事務職から島のバス運転手に Uターンした女性が決断 「島民を一番に」変革を模索 佐世保

「一人一人に寄り添った運転手になりたい」と話す菅さん=佐世保市宇久町

 長崎県佐世保市の離島、宇久島唯一の公共交通機関、宇久観光バスにこの春、女性の運転手が初めて誕生した。島出身の菅玲央奈さん(34)。3年半前にUターンして事務職で入社したが、運転手のなり手不足に直面し、手を挙げた。「一人一人に寄り添った運転手になりたい」。そう思い、バスのハンドルを握っている。
 高校卒業後、進学で島を離れ、福岡市内の建築事務所に就職した。Uターンしたのは新型コロナウイルス禍の2020年。父の病気が分かり、家族の時間を増やそうと考えた。
 事務職として働きながら運転手のなり手不足を痛感。求人募集を回覧板で回したり、自衛隊退職者に呼びかけたりしたが応募がなかった。
 通学で使う小中学生、病院通いの高齢者-。高齢化率が6割に迫る島で、バスは住民の足として欠かせない。「誰かが運転手にならないとバスがなくなってしまう」。自身が運転席に座る決断をするのに、そう時間はかからなかった。

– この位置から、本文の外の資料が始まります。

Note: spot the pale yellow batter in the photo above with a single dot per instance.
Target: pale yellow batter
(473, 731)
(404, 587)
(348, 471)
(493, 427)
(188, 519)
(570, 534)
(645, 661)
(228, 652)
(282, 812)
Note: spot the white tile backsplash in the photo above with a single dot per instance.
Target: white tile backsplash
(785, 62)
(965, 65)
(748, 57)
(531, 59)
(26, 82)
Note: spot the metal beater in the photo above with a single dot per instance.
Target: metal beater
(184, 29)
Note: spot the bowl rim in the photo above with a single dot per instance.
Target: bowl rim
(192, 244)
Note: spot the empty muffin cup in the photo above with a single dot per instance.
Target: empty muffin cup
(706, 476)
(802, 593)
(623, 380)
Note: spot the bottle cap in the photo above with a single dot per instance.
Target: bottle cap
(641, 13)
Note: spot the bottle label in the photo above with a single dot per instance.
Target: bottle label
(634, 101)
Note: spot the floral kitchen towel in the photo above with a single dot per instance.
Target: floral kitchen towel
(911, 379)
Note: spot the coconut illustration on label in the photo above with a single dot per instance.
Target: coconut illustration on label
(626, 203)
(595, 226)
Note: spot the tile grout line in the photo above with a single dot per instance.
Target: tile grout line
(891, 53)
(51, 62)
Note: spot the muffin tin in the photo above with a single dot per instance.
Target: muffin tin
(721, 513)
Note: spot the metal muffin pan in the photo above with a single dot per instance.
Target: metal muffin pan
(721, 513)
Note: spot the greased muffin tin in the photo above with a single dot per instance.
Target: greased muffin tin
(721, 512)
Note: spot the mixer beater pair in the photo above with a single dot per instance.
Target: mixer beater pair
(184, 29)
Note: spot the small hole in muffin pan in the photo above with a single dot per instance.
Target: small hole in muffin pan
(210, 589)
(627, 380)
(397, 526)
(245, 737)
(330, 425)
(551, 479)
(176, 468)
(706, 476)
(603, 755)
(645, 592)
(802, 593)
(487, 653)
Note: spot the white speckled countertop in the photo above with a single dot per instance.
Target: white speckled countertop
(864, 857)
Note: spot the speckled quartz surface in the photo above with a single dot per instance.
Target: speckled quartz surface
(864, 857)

 今年2月、大型2種の免許を取得。4月1日にデビューした。運転する中型バスは乗用車と比べて目線の高さやカーブの感覚が異なり、死角も多い。人の命を預かる責任感も加わり、ハンドルを持つ手に力が入る。「無事に車庫に戻るとほっとする」と笑う。
 常勤の運転手は菅さんを含め2人だけ。週に5日、主に午後の便に乗車し、事務職も兼務する。人口減が進む島で、島民の利用状況に合った見直しは避けられない。便ごとに各停留所の乗降客の人数を調べ、客が少ない区間で予約制を導入。乗降客がいない時はショートカットする区間を新設した。
 一方、運転手になる前から人口の少なさを逆手にアイデアで差別化を図ってきた。菅さんは「記憶に残ることはできるはず」と中学生以下の子どもたちが描いたバスの絵を車内に展示し、乗客が審査するコンテストを企画。七夕やクリスマスの時期には地元の幼稚園児らに車内を飾り付けてもらうなど島民の触れ合いにも一役買った。
 運転手になり2カ月。大事にするのは乗客とのコミュニケーションだ。小中学生には「いってらっしゃい」「おかえり」と声をかけ、待機時間中に乗車した人とは世間話に花を咲かせる。菅さんにとって、バスに求められていることを知れる貴重な時間だという。
 島の人たちも、運転する菅さんに笑顔を送り、温かく見守る。菅さんは「事務職よりお客さんと近くなった。運転手になってよかった」と充実感に満ちた表情で語る。今後は、運転時間を増やしつつ、ホームページや運行内容の充実にも力を入れたいという。島民を一番に考えた“変革”は続く。